The Italian-American Historical
Society once stated that pizza was brought back to Rome by
legionnaires stationed in Palestine in the first century B.C. The
soldiers had grown tired of the local, unleavened bread and spiced it
up with cheese and olive oil. So goes the argument that pizza's true
ancestor is the matzoh.
The world's first pizzeria was
the Port'Alba, which opened in Naples in 1830. It cooked its pizzas
in an oven lined with Vesuvian lava. The Port'Alba became a haunt for
artists and writers, and the poet Salvatore di Giacomo wrote several
poems about pizza from one of its tables. |
Alexandre Dumas mentioned pizza
in several travel essays, but he erred about pizza a otto giorni -
instead of being baked eight days before it was eaten, the pizza was
eaten right out of the oven and paid for eight days later.
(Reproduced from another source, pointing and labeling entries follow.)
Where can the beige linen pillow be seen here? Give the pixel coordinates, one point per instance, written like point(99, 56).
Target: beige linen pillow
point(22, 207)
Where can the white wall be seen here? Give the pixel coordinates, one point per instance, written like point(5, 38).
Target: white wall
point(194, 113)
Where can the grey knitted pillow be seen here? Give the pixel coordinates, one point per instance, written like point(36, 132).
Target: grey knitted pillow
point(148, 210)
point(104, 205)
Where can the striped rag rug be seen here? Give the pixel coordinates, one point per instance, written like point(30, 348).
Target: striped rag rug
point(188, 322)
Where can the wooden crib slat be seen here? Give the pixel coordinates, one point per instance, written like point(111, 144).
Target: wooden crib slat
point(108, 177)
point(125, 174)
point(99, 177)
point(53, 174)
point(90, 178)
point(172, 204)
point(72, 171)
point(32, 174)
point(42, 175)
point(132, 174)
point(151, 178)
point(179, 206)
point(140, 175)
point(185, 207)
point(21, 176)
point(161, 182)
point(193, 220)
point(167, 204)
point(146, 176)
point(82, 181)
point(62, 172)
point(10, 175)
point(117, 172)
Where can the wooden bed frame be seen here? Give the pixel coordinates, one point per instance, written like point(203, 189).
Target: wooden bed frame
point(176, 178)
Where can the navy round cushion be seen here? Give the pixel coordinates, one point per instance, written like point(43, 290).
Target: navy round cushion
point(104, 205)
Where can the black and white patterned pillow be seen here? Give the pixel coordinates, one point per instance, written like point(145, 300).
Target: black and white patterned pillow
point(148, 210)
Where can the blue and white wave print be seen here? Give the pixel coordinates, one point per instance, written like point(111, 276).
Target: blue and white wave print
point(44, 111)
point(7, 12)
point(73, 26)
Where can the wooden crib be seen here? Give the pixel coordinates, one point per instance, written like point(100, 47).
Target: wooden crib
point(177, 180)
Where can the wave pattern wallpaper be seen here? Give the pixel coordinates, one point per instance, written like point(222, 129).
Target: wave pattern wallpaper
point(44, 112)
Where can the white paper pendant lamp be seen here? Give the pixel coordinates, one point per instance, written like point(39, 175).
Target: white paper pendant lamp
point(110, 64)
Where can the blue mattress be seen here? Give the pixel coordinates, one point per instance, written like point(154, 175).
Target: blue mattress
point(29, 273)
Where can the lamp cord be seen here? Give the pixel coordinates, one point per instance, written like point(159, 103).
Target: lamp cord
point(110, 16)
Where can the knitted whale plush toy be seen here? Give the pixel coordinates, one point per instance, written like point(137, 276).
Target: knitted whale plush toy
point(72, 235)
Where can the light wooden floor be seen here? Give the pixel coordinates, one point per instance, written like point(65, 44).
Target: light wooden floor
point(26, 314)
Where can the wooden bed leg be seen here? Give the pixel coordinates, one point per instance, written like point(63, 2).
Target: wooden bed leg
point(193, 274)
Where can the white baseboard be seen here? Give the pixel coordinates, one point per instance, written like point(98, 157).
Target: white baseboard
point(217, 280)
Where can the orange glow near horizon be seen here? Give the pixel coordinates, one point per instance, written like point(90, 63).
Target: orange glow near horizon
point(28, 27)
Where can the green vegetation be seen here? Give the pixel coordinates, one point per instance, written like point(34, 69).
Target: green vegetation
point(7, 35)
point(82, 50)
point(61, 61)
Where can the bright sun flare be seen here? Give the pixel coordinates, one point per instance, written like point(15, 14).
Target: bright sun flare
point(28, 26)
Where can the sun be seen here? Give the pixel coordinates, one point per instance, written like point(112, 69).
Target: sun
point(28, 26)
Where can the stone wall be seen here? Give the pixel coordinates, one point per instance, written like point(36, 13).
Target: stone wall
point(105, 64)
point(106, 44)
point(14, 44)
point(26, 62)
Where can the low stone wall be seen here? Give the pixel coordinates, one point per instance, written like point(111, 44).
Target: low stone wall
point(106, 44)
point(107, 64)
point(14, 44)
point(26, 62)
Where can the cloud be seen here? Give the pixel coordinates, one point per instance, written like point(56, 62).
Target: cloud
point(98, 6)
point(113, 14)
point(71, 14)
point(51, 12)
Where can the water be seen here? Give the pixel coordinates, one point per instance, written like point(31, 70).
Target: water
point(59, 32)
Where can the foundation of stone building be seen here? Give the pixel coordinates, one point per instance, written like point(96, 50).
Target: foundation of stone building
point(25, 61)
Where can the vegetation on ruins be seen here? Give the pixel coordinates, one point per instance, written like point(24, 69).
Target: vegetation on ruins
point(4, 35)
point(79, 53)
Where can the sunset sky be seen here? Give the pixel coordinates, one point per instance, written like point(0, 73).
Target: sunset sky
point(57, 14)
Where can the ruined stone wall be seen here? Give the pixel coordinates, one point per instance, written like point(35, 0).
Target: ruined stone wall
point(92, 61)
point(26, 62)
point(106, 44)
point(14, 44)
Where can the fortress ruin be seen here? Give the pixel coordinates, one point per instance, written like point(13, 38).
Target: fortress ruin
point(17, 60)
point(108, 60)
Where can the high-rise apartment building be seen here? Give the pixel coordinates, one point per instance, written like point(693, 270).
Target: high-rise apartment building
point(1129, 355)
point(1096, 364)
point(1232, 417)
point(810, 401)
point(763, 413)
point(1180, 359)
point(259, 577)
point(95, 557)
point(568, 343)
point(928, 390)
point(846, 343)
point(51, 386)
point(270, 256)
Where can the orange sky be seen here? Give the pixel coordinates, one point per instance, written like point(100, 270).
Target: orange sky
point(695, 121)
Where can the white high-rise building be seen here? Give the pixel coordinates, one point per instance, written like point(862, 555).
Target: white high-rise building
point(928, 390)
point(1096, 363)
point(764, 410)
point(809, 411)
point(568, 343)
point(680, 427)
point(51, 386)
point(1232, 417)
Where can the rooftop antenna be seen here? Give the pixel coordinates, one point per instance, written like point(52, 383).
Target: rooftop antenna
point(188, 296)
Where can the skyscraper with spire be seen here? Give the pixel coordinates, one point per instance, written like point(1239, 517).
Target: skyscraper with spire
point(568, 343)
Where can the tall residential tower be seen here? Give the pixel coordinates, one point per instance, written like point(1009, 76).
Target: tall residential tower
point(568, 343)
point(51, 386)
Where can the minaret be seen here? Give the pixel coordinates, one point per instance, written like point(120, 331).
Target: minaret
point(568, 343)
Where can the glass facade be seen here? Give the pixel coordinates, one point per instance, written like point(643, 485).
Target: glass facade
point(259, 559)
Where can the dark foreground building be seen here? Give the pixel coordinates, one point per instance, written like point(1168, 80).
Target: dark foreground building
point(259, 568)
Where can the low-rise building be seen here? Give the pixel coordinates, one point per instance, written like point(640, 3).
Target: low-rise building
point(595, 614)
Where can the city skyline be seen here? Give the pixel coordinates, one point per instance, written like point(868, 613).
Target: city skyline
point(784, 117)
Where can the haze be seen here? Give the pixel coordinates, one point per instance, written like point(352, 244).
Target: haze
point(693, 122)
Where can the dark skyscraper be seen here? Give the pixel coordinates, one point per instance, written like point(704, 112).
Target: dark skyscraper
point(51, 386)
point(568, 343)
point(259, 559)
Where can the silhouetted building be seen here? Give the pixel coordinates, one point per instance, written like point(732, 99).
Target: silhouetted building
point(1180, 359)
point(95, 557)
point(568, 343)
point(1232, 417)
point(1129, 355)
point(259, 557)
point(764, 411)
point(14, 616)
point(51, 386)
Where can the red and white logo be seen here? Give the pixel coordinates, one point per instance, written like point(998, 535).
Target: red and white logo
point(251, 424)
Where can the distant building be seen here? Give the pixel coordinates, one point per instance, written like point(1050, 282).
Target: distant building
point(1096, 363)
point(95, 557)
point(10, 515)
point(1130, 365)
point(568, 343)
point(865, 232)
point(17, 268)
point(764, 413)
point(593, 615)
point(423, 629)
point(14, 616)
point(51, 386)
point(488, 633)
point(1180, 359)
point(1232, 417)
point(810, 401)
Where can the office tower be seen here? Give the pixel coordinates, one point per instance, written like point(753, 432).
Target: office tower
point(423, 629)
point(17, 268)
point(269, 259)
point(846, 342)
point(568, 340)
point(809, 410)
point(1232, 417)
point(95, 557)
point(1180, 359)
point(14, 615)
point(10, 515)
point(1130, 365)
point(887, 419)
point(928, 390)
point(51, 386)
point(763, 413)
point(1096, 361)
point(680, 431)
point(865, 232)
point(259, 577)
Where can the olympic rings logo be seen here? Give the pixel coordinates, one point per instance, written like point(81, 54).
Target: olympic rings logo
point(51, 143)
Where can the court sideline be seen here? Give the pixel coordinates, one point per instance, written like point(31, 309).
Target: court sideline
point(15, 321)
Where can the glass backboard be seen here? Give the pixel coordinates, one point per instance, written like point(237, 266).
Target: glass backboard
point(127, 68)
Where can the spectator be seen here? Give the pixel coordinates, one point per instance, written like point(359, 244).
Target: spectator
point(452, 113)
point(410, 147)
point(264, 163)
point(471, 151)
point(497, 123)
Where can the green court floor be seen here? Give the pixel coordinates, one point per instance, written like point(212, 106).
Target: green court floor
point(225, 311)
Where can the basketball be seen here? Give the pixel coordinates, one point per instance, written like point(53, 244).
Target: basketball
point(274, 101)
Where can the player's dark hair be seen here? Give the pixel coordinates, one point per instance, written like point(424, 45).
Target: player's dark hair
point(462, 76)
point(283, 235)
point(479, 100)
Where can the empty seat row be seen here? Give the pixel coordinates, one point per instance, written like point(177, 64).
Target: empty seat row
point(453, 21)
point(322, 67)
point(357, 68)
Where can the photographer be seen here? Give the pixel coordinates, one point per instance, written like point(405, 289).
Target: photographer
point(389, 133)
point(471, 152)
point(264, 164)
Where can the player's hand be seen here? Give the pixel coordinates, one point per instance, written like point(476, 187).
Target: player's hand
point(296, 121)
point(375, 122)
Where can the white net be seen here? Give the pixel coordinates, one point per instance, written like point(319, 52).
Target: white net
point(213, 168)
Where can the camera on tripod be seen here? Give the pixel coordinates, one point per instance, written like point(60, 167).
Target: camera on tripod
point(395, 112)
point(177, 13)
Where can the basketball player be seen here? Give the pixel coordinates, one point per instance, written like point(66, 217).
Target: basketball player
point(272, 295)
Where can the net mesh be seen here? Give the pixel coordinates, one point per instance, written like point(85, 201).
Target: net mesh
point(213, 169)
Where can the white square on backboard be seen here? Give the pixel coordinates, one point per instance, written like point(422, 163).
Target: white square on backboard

Even as Rafaele Esposito was
concocting a pizza fit for a queen, his countrymen were flocking to
America, and they took pizza with them. In 1905, Gennaro Lombardi
opened the first American pizzeria at 531/2 Spring St. in New York.
But pizza was considered foreign food and could be found only in
Italian neighborhoods.
When World War II sent great
waves of Americans to Italy, GIs with names such as Kelly and
Schwartz got their first taste of pizza. It was love at first bite,
and, when they returned, pizza became a national obsession.